MEZZANI/CASALMAGGIORE – Una sfortuna dietro l’altra. Ammesso che sia sempre e solo colpa della sorte. Certo è che per i pendolari lavoratori che tutti i giorni già devono sorbirsi la trafila infinita di ritardi dei treni, quando non di cancellazioni o soppressioni, questa tessera di jella davvero mancava al puzzle. I lavoratori di una delle aziende di Sacca di Colorno, subito dopo il ponte chiuso sul Po, martedì mattina sono rimasti a piedi. “Sai che novità”, diranno i più attenti e quelli con buona memoria. E invece di novità si tratta per davvero: i pendolari, infatti, questa volta, alla stazione ferroviaria di Mezzani, la prima dopo Casalmaggiore, distante 4 minuti di treno, sono arrivati e tutto sommato pure con puntualità. Se non che, giunti sul posto – dove ad attenderli, organizzato da qualche settimana dalla ditta, vi è solitamente un bus navetta attivato proprio per i lavoratori – ecco l’amara sorpresa. Diversa dal solito, ma pur sempre una scocciatura.

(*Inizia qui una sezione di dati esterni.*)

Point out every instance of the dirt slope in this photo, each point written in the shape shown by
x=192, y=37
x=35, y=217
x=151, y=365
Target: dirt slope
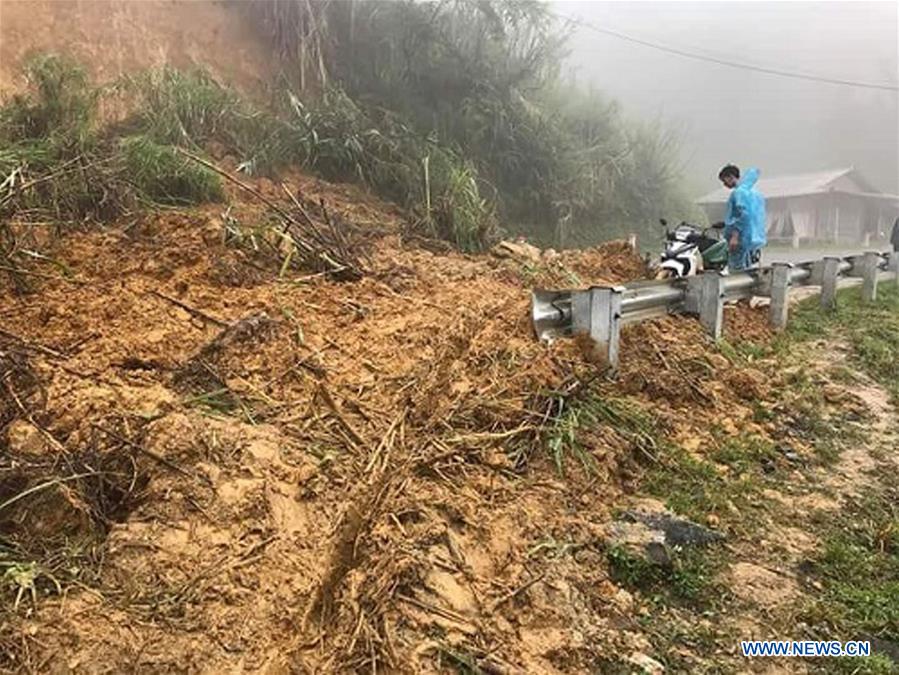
x=113, y=37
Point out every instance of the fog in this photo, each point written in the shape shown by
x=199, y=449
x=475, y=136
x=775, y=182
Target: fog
x=725, y=114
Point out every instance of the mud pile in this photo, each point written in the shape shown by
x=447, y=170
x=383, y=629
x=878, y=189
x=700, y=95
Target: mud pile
x=230, y=470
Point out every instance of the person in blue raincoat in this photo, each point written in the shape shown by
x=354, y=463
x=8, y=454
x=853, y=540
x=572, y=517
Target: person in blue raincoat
x=744, y=220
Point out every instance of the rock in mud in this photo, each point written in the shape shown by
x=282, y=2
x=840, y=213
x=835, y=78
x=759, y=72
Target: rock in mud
x=652, y=534
x=26, y=440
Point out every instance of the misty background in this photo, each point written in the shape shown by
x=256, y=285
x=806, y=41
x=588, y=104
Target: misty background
x=724, y=114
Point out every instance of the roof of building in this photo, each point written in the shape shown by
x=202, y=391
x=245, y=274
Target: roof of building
x=794, y=185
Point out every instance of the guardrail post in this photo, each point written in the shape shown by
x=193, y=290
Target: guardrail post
x=870, y=269
x=830, y=274
x=780, y=292
x=711, y=303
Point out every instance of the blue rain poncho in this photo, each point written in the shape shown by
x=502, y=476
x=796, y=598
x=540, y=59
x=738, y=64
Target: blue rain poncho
x=746, y=214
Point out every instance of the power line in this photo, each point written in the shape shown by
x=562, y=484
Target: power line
x=725, y=62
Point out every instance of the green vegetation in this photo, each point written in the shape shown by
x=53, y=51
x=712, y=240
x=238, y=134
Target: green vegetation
x=696, y=487
x=689, y=579
x=164, y=176
x=872, y=330
x=456, y=110
x=61, y=164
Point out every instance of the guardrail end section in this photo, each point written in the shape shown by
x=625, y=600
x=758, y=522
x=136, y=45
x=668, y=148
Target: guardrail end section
x=711, y=303
x=605, y=323
x=870, y=270
x=781, y=274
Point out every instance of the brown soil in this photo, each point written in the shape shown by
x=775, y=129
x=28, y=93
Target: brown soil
x=352, y=475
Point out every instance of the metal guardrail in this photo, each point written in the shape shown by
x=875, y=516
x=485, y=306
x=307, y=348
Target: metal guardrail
x=601, y=311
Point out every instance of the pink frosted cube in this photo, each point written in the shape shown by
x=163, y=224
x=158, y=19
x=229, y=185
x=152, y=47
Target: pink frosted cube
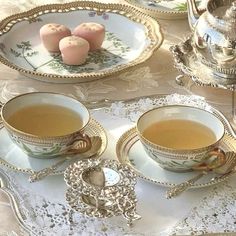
x=74, y=50
x=93, y=32
x=51, y=34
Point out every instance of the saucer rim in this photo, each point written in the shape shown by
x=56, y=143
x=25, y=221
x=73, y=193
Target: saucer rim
x=126, y=142
x=92, y=123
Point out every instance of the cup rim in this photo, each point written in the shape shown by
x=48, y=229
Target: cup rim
x=172, y=150
x=8, y=126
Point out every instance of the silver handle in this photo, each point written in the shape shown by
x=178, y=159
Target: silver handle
x=180, y=188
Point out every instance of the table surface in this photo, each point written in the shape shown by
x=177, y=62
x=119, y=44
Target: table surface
x=155, y=76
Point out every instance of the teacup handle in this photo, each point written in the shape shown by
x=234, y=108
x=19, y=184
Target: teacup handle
x=81, y=144
x=219, y=160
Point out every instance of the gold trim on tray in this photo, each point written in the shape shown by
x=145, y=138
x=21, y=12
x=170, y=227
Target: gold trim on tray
x=158, y=13
x=153, y=34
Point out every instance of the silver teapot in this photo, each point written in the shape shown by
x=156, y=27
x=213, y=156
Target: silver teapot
x=214, y=36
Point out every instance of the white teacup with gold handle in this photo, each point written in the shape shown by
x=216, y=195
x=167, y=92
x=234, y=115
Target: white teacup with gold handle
x=180, y=137
x=45, y=125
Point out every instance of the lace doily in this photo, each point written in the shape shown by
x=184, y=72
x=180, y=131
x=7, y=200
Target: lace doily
x=205, y=210
x=215, y=213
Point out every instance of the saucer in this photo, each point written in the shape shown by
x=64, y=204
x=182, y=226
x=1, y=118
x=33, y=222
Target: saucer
x=14, y=158
x=130, y=151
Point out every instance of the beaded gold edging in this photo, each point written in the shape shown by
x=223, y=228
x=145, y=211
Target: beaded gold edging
x=153, y=32
x=159, y=14
x=130, y=137
x=14, y=201
x=94, y=128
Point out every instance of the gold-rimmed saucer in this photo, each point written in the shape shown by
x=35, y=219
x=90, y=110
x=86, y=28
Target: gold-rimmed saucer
x=130, y=151
x=15, y=159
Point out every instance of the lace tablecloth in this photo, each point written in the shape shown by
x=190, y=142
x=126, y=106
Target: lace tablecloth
x=195, y=212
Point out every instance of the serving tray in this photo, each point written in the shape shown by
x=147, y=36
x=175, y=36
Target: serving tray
x=131, y=38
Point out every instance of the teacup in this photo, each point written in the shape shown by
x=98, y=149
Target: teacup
x=35, y=133
x=176, y=158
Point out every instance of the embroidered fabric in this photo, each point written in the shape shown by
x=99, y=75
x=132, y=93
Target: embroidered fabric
x=45, y=212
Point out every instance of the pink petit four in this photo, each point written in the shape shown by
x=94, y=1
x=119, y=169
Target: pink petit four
x=74, y=50
x=51, y=34
x=93, y=32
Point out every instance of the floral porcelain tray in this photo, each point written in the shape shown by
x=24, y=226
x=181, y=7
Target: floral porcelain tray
x=131, y=38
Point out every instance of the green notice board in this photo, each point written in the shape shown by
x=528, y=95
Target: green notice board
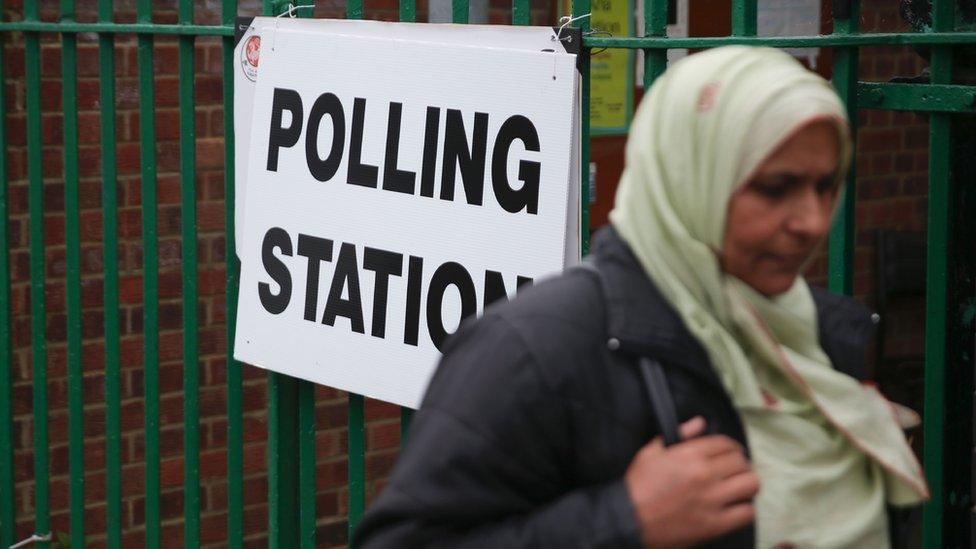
x=611, y=70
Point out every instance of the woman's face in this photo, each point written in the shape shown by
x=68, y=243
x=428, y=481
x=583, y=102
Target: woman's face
x=777, y=218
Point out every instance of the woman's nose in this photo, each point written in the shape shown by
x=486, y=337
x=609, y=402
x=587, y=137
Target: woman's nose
x=810, y=215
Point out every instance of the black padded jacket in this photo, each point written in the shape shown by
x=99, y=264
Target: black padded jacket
x=536, y=410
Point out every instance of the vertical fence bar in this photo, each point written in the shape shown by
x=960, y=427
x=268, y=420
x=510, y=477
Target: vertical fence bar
x=743, y=17
x=7, y=502
x=459, y=11
x=35, y=199
x=840, y=251
x=936, y=280
x=150, y=274
x=357, y=461
x=580, y=8
x=655, y=24
x=306, y=439
x=356, y=455
x=188, y=222
x=235, y=409
x=354, y=9
x=76, y=402
x=306, y=473
x=113, y=395
x=283, y=458
x=282, y=463
x=408, y=10
x=521, y=12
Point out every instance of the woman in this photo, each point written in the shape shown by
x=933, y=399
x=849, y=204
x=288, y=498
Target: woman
x=537, y=429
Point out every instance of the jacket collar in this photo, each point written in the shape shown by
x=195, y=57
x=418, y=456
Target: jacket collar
x=644, y=323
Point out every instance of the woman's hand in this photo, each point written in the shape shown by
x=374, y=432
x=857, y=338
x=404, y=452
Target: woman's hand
x=693, y=491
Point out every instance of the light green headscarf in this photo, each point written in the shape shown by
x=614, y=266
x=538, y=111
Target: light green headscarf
x=827, y=449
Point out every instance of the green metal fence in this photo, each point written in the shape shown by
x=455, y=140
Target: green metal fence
x=291, y=445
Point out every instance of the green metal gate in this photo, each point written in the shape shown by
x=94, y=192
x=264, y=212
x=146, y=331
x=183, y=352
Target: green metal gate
x=291, y=415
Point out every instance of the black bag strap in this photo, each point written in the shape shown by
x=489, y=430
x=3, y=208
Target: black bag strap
x=660, y=395
x=652, y=373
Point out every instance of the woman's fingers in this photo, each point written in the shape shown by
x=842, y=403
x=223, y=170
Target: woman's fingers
x=735, y=517
x=709, y=446
x=728, y=465
x=736, y=489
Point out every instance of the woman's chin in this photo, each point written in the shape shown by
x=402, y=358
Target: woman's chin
x=772, y=285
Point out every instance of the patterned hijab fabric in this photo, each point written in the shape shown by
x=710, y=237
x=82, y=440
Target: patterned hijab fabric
x=827, y=449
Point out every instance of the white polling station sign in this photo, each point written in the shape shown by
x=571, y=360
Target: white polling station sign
x=247, y=55
x=395, y=186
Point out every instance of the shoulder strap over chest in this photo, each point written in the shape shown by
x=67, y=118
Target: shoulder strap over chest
x=652, y=374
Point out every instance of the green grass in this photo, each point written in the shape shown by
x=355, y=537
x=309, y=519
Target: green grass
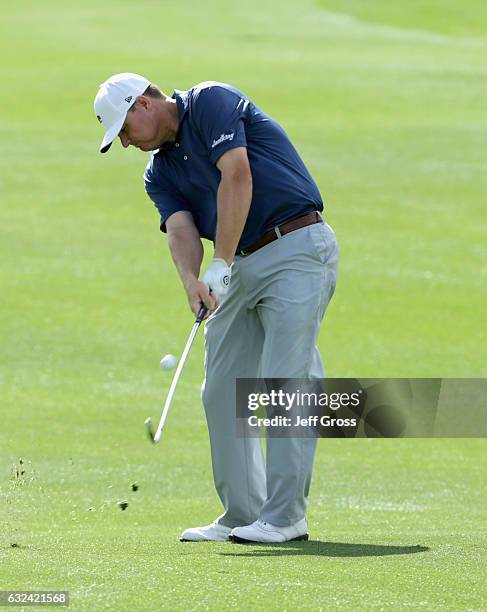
x=386, y=103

Il bus navetta infatti non parte: l’autista, intravisto in lontananza, prova a mettere in moto quattro-cinque-sei volte ma nulla da fare. Batteria a terra e così serve tempo per la sostituzione. Per questo, per l’intera mattina, la navetta non viene effettuata e ai pendolari – sei dal Casalasco nel turno delle 5.40 ma altri vanno messi nel conto, ossia quelli che prendono il treno delle 7.15 – dispersi tra golena e oscurità non resta che muoversi a piedi. Con un problema legato all’orario perché il passo, per quanto svelto, non potrà mai essere quello di un mezzo a motore e così l’arrivo in ditta è ritardato di una mezzora circa rispetto all’inizio del turno con conseguente richiesta di permesso forzato, purtroppo non la prima. E qualcuno la prende in battuta: “Il treno era in orario, e da lì abbiamo capito che qualcosa non quadrava” scherza uno dei lavoratori. Quando si dice ridere per non piangere.